As we enter 2021, we want to acknowledge the many DDI accomplishments in 2020 made possible by our passionate community volunteers and our 40+ member organizations. Achievements include:
DDI Lifecycle 3.3 public release. The result of six years of work addressing new requirements filed by the DDI community, DDI Lifecycle 3.3 offers better coverage for research and data management including non-survey data collection, sampling, and classification management.
New DDI product: SDTL. The Alliance membership approved an addition to the DDI product suite called Structured Data Transformation Language (SDTL). Designed as another tool to facilitate a DDI-based workflow through the research data lifecycle, SDTL provides machine-actionable descriptions of variable-level data transformation histories derived from any data transformation language (SPSS, SAS, Stata, R, etc.). The same scripts that are used to transform and manage variables and data files can be used to update metadata files, thereby increasing efficiency in the research process and reducing information loss.

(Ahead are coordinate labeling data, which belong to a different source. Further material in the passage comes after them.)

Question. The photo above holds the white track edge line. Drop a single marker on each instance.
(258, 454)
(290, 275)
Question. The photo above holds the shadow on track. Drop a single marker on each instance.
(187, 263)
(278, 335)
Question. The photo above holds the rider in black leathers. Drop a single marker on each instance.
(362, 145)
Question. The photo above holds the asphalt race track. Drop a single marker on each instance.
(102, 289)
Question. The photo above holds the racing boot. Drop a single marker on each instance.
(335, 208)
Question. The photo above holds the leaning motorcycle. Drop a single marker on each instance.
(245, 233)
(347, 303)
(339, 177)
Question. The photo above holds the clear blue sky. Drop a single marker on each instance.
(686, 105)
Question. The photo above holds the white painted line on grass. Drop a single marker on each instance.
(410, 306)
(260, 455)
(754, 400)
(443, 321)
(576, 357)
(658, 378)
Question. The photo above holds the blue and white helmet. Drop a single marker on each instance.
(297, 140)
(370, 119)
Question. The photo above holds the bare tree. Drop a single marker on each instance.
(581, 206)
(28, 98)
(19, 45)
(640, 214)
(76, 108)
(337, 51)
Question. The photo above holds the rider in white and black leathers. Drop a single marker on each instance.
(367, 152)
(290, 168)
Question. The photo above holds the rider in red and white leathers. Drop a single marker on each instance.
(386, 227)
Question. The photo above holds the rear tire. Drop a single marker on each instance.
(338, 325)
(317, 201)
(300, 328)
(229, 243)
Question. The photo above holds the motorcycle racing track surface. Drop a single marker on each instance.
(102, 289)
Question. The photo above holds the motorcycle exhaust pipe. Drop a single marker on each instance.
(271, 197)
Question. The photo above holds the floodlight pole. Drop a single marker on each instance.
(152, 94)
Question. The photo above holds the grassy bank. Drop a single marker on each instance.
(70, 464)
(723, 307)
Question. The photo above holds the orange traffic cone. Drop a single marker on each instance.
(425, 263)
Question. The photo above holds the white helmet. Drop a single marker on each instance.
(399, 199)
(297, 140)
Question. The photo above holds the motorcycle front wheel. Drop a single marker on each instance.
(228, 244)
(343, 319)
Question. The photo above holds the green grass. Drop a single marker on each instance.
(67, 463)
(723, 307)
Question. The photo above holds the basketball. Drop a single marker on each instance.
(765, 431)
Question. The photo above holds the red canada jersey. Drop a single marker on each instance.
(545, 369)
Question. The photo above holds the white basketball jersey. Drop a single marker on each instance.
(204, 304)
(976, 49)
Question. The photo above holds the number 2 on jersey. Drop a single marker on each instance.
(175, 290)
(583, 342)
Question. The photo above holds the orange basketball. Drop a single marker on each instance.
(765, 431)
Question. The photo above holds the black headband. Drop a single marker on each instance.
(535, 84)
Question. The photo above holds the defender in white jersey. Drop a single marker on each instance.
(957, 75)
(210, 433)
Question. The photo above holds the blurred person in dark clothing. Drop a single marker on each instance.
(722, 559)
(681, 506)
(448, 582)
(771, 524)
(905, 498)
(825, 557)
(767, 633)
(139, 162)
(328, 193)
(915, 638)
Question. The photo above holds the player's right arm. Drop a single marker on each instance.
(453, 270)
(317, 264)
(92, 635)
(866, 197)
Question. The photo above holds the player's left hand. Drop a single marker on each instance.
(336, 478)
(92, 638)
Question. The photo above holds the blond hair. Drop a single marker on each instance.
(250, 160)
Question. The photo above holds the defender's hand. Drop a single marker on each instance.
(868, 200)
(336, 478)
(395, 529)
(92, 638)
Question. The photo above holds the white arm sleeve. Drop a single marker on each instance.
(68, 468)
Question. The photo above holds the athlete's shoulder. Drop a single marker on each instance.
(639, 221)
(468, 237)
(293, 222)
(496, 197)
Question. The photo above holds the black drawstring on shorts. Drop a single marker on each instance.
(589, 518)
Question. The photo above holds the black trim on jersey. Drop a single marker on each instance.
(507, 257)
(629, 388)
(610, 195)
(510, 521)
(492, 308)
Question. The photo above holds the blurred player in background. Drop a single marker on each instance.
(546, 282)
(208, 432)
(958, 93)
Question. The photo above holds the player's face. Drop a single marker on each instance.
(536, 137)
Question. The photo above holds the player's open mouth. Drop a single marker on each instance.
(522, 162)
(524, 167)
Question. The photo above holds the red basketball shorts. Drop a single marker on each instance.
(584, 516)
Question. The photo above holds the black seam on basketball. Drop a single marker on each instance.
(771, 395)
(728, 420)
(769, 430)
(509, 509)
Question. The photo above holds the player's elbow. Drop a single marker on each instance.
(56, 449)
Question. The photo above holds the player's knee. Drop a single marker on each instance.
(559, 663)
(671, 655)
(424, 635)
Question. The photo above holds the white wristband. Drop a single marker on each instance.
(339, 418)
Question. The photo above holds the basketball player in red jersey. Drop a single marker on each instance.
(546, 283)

DDI-CDI public review. The Alliance announced the public review of a new specification called DDI – Cross Domain Integration (DDI-CDI). DDI-CDI is a model-driven specification that is designed to provide support for integrating data across domain and disciplinary boundaries, describing disparate data sources, and documenting their provenance. DDI-CDI is technology-agnostic and adaptable to any platform or representation, designed to meet emerging needs for the integration of old and new forms of research data. The development of DDI-CDI also spurred new partnerships with open science organizations like CODATA.

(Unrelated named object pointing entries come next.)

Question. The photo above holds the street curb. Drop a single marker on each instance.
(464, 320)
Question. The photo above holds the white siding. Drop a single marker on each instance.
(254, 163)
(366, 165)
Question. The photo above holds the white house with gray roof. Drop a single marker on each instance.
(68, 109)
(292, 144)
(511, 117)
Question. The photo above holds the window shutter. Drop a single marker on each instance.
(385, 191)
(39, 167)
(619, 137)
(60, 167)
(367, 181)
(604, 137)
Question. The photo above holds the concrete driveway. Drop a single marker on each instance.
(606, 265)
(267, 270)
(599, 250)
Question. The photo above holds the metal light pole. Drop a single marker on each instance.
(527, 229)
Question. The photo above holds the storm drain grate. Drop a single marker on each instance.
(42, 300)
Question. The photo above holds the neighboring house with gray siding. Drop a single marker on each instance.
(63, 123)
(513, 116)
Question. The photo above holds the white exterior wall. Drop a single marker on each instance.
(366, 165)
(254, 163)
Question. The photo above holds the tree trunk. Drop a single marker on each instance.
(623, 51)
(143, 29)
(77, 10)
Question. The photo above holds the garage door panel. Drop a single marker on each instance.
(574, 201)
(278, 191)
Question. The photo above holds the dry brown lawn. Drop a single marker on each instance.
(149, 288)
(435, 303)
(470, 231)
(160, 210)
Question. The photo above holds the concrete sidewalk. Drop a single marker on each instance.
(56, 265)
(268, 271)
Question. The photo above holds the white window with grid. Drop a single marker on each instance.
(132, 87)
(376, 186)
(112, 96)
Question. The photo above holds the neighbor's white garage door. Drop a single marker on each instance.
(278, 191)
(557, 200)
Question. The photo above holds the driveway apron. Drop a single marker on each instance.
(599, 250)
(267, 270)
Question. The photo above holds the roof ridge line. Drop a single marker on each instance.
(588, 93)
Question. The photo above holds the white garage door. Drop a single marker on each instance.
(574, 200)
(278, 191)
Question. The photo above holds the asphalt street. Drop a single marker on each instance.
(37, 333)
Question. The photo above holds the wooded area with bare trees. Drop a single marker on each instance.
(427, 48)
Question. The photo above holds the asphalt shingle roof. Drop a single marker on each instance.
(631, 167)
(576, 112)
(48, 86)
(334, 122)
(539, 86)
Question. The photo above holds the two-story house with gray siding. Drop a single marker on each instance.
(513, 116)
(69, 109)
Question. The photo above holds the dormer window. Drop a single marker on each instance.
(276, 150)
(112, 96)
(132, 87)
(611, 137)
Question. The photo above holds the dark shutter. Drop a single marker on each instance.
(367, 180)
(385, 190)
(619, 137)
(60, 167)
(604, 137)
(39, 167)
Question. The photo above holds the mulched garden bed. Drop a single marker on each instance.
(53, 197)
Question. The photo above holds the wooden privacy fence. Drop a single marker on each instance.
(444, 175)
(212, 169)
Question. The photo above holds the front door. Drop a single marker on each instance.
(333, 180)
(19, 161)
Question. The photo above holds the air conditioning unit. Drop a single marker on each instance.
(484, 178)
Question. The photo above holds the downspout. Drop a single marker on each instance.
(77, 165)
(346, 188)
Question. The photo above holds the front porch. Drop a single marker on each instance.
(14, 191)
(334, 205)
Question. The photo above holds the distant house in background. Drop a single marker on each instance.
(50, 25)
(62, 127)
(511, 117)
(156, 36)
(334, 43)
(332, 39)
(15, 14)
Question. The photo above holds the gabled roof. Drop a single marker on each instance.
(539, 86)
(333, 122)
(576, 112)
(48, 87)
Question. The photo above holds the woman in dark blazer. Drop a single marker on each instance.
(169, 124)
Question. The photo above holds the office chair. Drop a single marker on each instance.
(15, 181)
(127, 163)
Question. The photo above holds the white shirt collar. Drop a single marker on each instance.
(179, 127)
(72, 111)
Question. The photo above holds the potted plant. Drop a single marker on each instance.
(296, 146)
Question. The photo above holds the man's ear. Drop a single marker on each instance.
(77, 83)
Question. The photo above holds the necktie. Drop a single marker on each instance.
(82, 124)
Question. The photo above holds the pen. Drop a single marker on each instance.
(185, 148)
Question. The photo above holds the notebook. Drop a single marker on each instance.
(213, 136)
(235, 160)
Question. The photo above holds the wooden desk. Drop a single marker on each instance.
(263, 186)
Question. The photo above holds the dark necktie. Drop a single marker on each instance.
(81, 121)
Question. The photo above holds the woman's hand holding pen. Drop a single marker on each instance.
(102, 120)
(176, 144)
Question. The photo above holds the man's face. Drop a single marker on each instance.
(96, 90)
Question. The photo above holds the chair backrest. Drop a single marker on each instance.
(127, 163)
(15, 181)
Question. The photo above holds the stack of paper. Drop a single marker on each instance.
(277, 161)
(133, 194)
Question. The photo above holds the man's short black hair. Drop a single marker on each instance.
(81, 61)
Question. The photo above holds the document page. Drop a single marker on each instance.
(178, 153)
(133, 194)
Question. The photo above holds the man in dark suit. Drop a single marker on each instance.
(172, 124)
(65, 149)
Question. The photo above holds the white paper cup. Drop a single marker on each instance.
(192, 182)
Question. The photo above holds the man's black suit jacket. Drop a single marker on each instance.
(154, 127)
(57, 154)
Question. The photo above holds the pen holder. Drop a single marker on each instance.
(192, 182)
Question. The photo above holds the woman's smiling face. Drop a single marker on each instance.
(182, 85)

International standards. The DDI Alliance is now a category A liaison to ISO/TC46/SC 4, This moves DDI-Codebook and DDI-Lifecycle closer to being recognized as official International Standards Organizations (ISO) standards. DDI work products are now also catalogued in FAIRsharing, a curated resource on data and metadata standards dedicated to making research data Findable, Accessible, Interoperable and Reproducible.
Organizational updates. The Alliance Bylaws were updated to reorganize the Scientific Board and a new Scientific Board was elected. These changes will improve the management and direction of the Alliance’s scientific and technical work activities. The Training Group was refreshed with new co-chairs and many new members. Finally, the Alliance website was reorganized to improve navigation and increase its usefulness for novices and experts alike, assigning responsibility for content to specific working groups.
As we start a new year, we look forward to building on these accomplishments and connecting with many of you on Alliance activities and at meetings in the coming year.